# Modeling
- Te goal is to build a logistic regression model and implement different pieces of this model using scikit learn library.

### Logistic Regression
- Logistic regression is a supervised machine learning algorithm used for binary classification problems (e.g., yes/no, 0/1 outcomes). It models the relationship between the input features and the probability of belonging to a particular class using the logistic (sigmoid) function.
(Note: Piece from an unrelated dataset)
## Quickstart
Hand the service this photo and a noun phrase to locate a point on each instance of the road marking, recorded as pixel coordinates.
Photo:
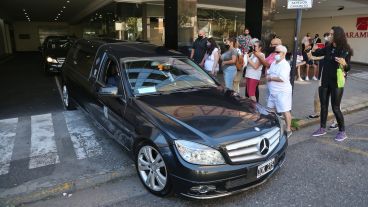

- In scikit-learn, logistic regression is implemented using the LogisticRegression class. It supports various regularization --techniques and optimization solvers, making it flexible for different datasets.

# Required Libraries

In [1]:
import numpy as np
import matplotlib.pyplot as plt
import seaborn as sns
from scipy import stats
import pandas as pd 
import pandas as pd
import numpy as np
from sklearn.model_selection import train_test_split
from sklearn.linear_model import LogisticRegression
from sklearn.metrics import accuracy_score, confusion_matrix, classification_report
from sklearn.preprocessing import StandardScaler, OneHotEncoder
from sklearn.compose import ColumnTransformer
from sklearn.pipeline import Pipeline
from sklearn.metrics import accuracy_score, confusion_matrix, classification_report

# Load Data

- To review the dataset and explore its descriptive statistics, please click on the **EDA** section.


[EDA Section](http://localhost:8888/notebooks/OneDrive/Desktop/Hospital%20Readmission/Hospital-Readmission-/00%20-%20eda.ipynb)


In [2]:
Data_Set=pd.read_csv("Data/hospital_readmissions.csv")
print(f"\033[1mDataset Shape:\033[0m {Data_Set.shape}")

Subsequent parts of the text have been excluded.